Department of Biomedical Informatics, Columbia University, New York, NY, USA.
BMC Med Inform Decis Mak. 2014 Jun 11;14:51. doi: 10.1186/1472-6947-14-51.
To demonstrate that subject selection based on sufficient laboratory results and medication orders in electronic health records can be biased towards sick patients.
Using electronic health record data from 10,000 patients who received anesthetic services at a major metropolitan tertiary care academic medical center, an affiliated hospital for women and children, and an affiliated urban primary care hospital, the correlation between patient health status and counts of days with laboratory results or medication orders, as indicated by the American Society of Anesthesiologists Physical Status Classification (ASA Class), was assessed with a Negative Binomial Regression model.
Higher ASA Class was associated with more points of data: compared to ASA Class 1 patients, ASA Class 4 patients had 5.05 times the number of days with laboratory results and 6.85 times the number of days with medication orders, controlling for age, sex, emergency status, admission type, primary diagnosis, and procedure.

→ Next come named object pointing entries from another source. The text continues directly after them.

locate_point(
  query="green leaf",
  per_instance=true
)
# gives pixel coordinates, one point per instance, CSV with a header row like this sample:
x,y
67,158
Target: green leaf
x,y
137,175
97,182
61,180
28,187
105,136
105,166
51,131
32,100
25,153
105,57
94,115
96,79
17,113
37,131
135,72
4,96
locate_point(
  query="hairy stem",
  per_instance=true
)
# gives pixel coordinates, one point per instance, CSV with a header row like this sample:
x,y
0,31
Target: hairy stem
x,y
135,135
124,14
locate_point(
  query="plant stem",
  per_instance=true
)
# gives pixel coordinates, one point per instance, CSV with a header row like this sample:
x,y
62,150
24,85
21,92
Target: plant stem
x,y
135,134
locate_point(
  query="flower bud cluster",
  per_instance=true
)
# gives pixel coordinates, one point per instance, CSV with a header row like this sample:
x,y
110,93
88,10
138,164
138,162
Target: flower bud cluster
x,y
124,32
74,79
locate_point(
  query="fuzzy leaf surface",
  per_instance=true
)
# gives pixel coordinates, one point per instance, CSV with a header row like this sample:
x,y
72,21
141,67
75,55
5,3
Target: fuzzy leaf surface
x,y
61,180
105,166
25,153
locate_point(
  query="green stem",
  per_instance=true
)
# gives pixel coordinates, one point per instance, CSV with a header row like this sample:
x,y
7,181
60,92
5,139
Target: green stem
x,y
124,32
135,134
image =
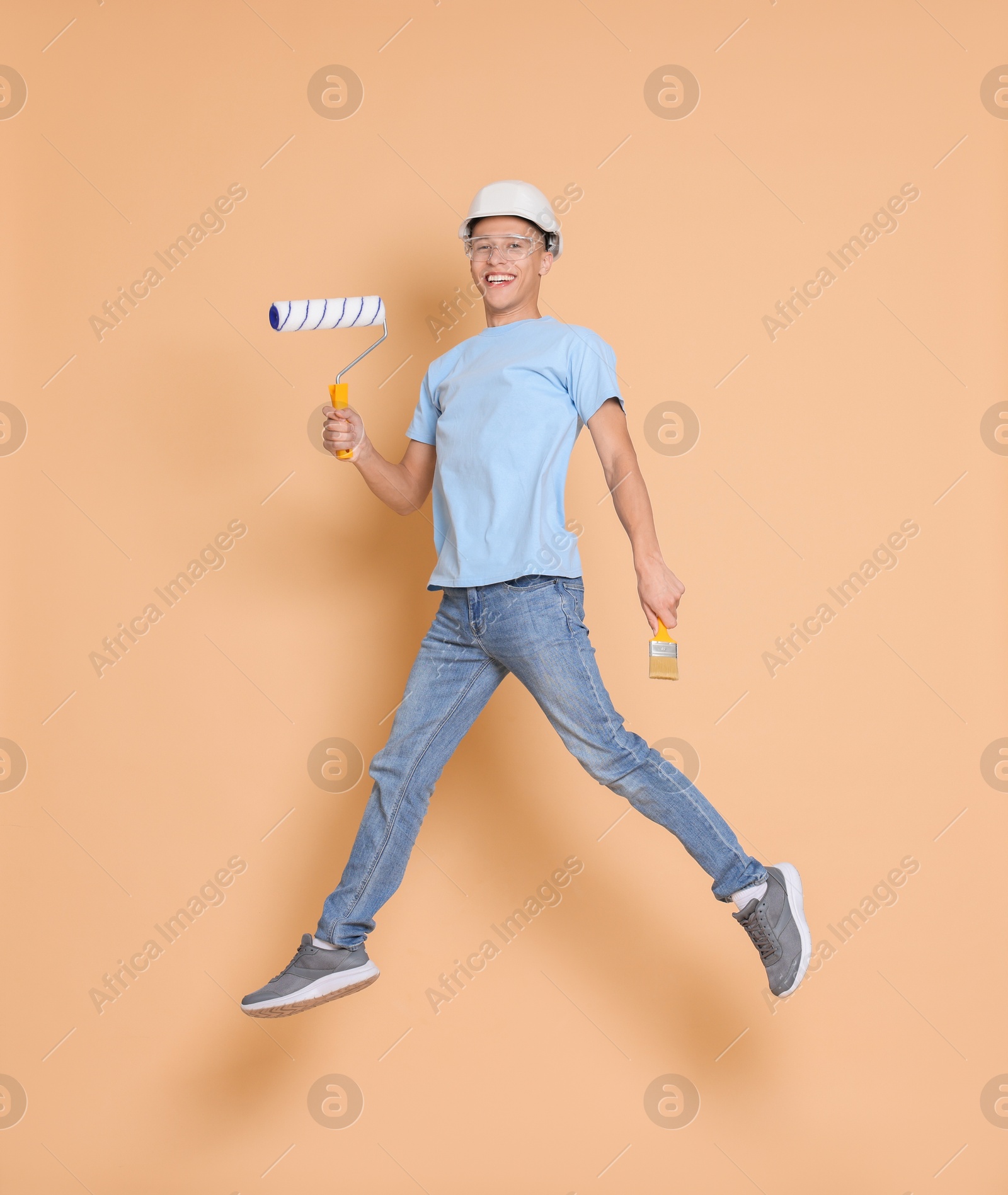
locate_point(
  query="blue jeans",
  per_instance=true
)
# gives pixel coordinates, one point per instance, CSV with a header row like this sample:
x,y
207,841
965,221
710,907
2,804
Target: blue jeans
x,y
535,627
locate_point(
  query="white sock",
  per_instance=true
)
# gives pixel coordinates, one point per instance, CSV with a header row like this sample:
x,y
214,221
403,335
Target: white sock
x,y
747,894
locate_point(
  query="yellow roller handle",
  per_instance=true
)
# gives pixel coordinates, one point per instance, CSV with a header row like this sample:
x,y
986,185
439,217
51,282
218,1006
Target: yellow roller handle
x,y
339,394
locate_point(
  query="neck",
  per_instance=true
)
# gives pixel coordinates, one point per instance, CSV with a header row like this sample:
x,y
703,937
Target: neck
x,y
529,310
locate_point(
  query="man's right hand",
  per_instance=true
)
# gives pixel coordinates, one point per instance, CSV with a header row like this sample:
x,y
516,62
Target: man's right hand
x,y
343,430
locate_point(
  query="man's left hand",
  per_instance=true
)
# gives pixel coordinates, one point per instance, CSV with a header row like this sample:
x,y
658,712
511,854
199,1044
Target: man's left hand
x,y
659,591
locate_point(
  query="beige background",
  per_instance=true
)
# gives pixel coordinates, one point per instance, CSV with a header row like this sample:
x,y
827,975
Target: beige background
x,y
861,752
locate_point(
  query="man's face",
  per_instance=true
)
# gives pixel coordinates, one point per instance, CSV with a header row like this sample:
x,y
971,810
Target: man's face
x,y
506,282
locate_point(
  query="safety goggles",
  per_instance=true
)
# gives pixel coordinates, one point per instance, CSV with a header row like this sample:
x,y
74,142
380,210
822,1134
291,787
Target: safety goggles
x,y
510,249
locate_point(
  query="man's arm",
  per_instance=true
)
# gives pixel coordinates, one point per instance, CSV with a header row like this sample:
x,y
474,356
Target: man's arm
x,y
403,487
658,586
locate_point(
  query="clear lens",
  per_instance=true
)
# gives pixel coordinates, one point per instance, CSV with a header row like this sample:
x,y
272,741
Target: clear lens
x,y
511,249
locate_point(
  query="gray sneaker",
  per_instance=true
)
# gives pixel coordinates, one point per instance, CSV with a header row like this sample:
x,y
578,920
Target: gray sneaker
x,y
312,976
779,930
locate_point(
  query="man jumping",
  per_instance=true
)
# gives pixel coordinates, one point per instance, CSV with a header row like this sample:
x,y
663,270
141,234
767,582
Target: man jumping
x,y
492,434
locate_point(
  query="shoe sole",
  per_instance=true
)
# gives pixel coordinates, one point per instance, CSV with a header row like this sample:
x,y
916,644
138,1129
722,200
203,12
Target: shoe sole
x,y
793,888
321,992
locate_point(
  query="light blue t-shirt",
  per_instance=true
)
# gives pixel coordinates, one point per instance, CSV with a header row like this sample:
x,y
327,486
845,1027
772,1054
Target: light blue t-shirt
x,y
504,410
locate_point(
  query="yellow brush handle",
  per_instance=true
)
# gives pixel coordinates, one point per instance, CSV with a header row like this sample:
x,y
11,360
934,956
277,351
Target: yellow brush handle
x,y
340,392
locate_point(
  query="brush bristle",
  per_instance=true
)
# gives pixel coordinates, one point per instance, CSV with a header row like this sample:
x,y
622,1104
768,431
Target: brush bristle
x,y
664,668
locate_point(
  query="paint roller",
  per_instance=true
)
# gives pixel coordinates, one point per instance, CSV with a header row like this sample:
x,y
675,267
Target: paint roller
x,y
314,314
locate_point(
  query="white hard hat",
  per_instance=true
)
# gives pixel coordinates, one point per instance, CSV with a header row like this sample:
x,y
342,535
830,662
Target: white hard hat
x,y
512,197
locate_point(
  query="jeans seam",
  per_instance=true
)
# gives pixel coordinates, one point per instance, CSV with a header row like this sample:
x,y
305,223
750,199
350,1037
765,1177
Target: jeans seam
x,y
697,811
404,787
587,672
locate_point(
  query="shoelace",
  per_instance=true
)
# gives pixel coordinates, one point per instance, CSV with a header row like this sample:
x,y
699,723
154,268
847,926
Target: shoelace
x,y
760,935
297,956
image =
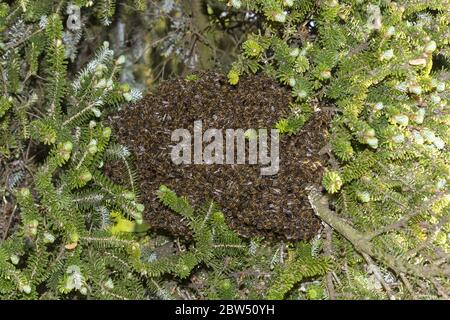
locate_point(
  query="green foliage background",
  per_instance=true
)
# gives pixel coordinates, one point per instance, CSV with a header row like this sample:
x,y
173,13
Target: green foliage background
x,y
380,66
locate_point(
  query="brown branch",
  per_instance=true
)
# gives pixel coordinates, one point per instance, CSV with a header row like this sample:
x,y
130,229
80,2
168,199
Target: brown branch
x,y
320,206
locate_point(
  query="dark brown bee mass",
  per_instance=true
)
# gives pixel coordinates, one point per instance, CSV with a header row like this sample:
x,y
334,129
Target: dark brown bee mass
x,y
271,206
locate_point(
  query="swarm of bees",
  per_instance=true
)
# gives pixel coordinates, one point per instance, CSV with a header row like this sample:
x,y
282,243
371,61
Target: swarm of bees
x,y
271,206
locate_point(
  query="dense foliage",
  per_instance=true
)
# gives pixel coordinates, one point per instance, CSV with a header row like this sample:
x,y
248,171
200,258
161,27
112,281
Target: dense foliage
x,y
382,67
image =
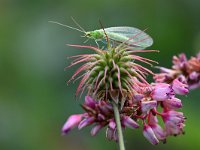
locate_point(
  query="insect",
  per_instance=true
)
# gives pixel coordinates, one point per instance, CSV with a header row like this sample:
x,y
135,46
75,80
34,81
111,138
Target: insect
x,y
129,36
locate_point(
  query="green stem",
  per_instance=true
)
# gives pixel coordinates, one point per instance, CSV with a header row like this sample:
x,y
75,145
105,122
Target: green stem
x,y
119,128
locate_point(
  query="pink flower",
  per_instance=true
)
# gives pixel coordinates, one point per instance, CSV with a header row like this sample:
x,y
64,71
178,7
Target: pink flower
x,y
72,122
179,87
174,122
96,129
173,103
162,91
150,135
148,105
128,122
157,129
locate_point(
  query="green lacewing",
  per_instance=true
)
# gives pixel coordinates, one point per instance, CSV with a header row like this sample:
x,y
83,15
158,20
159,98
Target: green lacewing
x,y
130,36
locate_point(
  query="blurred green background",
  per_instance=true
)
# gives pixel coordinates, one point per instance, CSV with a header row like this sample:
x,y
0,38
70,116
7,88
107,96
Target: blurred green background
x,y
34,98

Imposing data sufficiency requirements for subject selection allows researchers to minimize missing data when reusing electronic health records for research, but introduces a bias towards the selection of sicker patients. We demonstrated the relationship between patient health and quantity of data, which may result in a systematic bias towards the selection of sicker patients for research studies and limit the external validity of research conducted using electronic health record data. Additionally, we discovered other variables (i.e., admission status, age, emergency classification, procedure, and diagnosis) that independently affect data sufficiency.
证明基于电子病历中的充分实验室结果和用药医嘱选择研究对象可能存在偏倚,偏向于病情较重的患者。
利用一家大型都会区三级保健学术医疗中心、一家妇幼附属医院和一家城市基层保健医院的 10000 名接受麻醉服务患者的电子健康记录数据,采用负二项回归模型评估患者健康状况与美国麻醉医师协会身体状况分级(ASA 分级)所示的实验室结果或用药医嘱天数之间的相关性。
ASA 分级越高,数据点越多:与 ASA 分级 1 的患者相比,ASA 分级 4 的患者的实验室结果天数和用药医嘱天数分别多 5.05 倍和 6.85 倍,控制了年龄、性别、急诊状态、入院类型、主要诊断和手术。
对研究对象的选择提出数据充足性要求,可以使研究人员在重新使用电子病历进行研究时最大程度地减少数据缺失,但会引入选择病情较重患者的偏倚。我们证明了患者健康状况与数据量之间的关系,这可能导致对研究中选择病情较重患者的系统性偏倚,并限制使用电子健康记录数据进行的研究的外部有效性。此外,我们还发现了其他变量(即入院状态、年龄、急诊分类、手术和诊断)会独立影响数据充足性。